49 Toen stonden de gasten van Adoni-ja ontsteld op, en zochten allen een goed heenkomen.
Al oír esto, todos los invitados que apoyaban a Adonías se estremecieron de miedo. Se levantaron y salieron corriendo en distintas direcciones.
50 Ook Adoni-ja liep uit vrees voor Salomon weg, en greep de hoornen van het altaar
Adonías estaba aterrorizado por Salomón, así que salió corriendo. Fue y se agarró a los cuernos del altar.
51 En men berichtte aan Salomon, dat Adoni-ja uit vrees voor koning Salomon de hoornen van het altaar had vastgegrepen en gezegd: Eerst moet koning Salomon mij zweren, dat hij zijn dienaar niet met het zwaard zal doden.
Le dijeron a Salomón: “Adonías está aterrorizado de Su Majestad. Se ha aferrado a los cuernos del altar, diciendo: ‘¡Que el rey Salomón jure hoy que no me matará a mí, su siervo!’”
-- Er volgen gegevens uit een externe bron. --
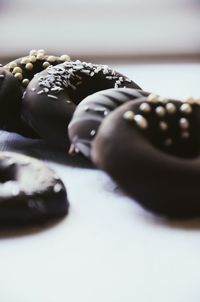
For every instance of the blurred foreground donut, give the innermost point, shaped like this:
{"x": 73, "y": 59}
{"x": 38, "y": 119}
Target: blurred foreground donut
{"x": 152, "y": 150}
{"x": 52, "y": 96}
{"x": 24, "y": 68}
{"x": 91, "y": 112}
{"x": 30, "y": 192}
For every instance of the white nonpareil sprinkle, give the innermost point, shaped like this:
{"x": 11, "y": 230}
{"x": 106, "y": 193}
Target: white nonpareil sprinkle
{"x": 69, "y": 74}
{"x": 52, "y": 96}
{"x": 57, "y": 188}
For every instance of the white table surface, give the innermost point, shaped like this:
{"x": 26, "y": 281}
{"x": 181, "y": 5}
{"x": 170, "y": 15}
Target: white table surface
{"x": 108, "y": 248}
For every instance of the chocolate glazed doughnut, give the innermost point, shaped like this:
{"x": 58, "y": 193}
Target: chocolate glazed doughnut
{"x": 10, "y": 105}
{"x": 21, "y": 70}
{"x": 152, "y": 150}
{"x": 52, "y": 96}
{"x": 30, "y": 192}
{"x": 24, "y": 68}
{"x": 91, "y": 112}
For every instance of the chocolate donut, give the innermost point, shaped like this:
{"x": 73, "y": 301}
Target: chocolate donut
{"x": 26, "y": 67}
{"x": 30, "y": 192}
{"x": 52, "y": 96}
{"x": 90, "y": 113}
{"x": 10, "y": 105}
{"x": 152, "y": 150}
{"x": 23, "y": 70}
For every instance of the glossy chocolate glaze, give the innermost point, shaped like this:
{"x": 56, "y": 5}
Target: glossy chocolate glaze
{"x": 30, "y": 192}
{"x": 153, "y": 152}
{"x": 52, "y": 96}
{"x": 91, "y": 112}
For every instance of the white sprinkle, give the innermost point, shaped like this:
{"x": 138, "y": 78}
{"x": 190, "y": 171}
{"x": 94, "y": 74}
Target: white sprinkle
{"x": 52, "y": 96}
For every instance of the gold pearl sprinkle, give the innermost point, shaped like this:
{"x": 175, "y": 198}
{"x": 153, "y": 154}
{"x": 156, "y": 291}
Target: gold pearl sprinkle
{"x": 40, "y": 56}
{"x": 153, "y": 98}
{"x": 163, "y": 126}
{"x": 25, "y": 60}
{"x": 171, "y": 108}
{"x": 185, "y": 134}
{"x": 33, "y": 52}
{"x": 25, "y": 82}
{"x": 29, "y": 66}
{"x": 141, "y": 121}
{"x": 17, "y": 70}
{"x": 51, "y": 59}
{"x": 160, "y": 111}
{"x": 65, "y": 58}
{"x": 168, "y": 142}
{"x": 32, "y": 59}
{"x": 184, "y": 123}
{"x": 162, "y": 100}
{"x": 12, "y": 64}
{"x": 46, "y": 64}
{"x": 190, "y": 101}
{"x": 18, "y": 76}
{"x": 145, "y": 107}
{"x": 129, "y": 115}
{"x": 186, "y": 108}
{"x": 41, "y": 51}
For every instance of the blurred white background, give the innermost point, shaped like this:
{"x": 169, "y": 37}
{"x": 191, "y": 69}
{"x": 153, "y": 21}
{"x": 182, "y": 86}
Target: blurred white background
{"x": 101, "y": 28}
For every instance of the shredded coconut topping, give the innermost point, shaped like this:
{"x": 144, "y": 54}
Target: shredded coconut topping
{"x": 70, "y": 75}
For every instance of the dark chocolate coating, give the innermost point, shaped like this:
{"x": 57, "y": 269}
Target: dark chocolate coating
{"x": 53, "y": 94}
{"x": 154, "y": 155}
{"x": 10, "y": 97}
{"x": 37, "y": 65}
{"x": 91, "y": 112}
{"x": 30, "y": 192}
{"x": 10, "y": 105}
{"x": 13, "y": 98}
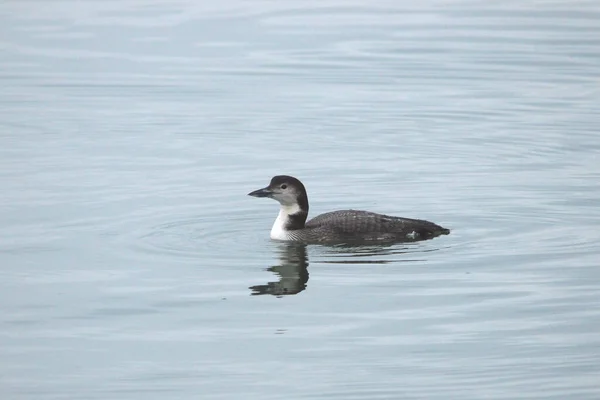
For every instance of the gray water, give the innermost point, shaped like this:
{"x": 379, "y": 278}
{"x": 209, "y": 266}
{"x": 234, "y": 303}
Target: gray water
{"x": 134, "y": 266}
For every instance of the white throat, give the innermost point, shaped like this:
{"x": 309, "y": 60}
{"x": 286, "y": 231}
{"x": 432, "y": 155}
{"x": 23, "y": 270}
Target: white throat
{"x": 278, "y": 232}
52 Maar Salomon zei: Wanneer het blijkt, dat hij een eerlijk man is, zal geen haar van hem ter aarde vallen; maar wordt hij op iets slechts betrapt, dan zal hij sterven.
Salomón contestó: “Si es un hombre honorable, no se le caerá ni un pelo. Pero si se muestra malvado, morirá”.
53 Daarop liet koning Salomon hem van het altaar halen; hij kwam en wierp zich voor koning Salomon neer. En Salomon sprak tot hem: Ga naar huis.
El rey Salomón hizo bajar a Adonías del altar, y éste vino y se inclinó ante el rey Salomón, quien le dijo: “Vete a casa”.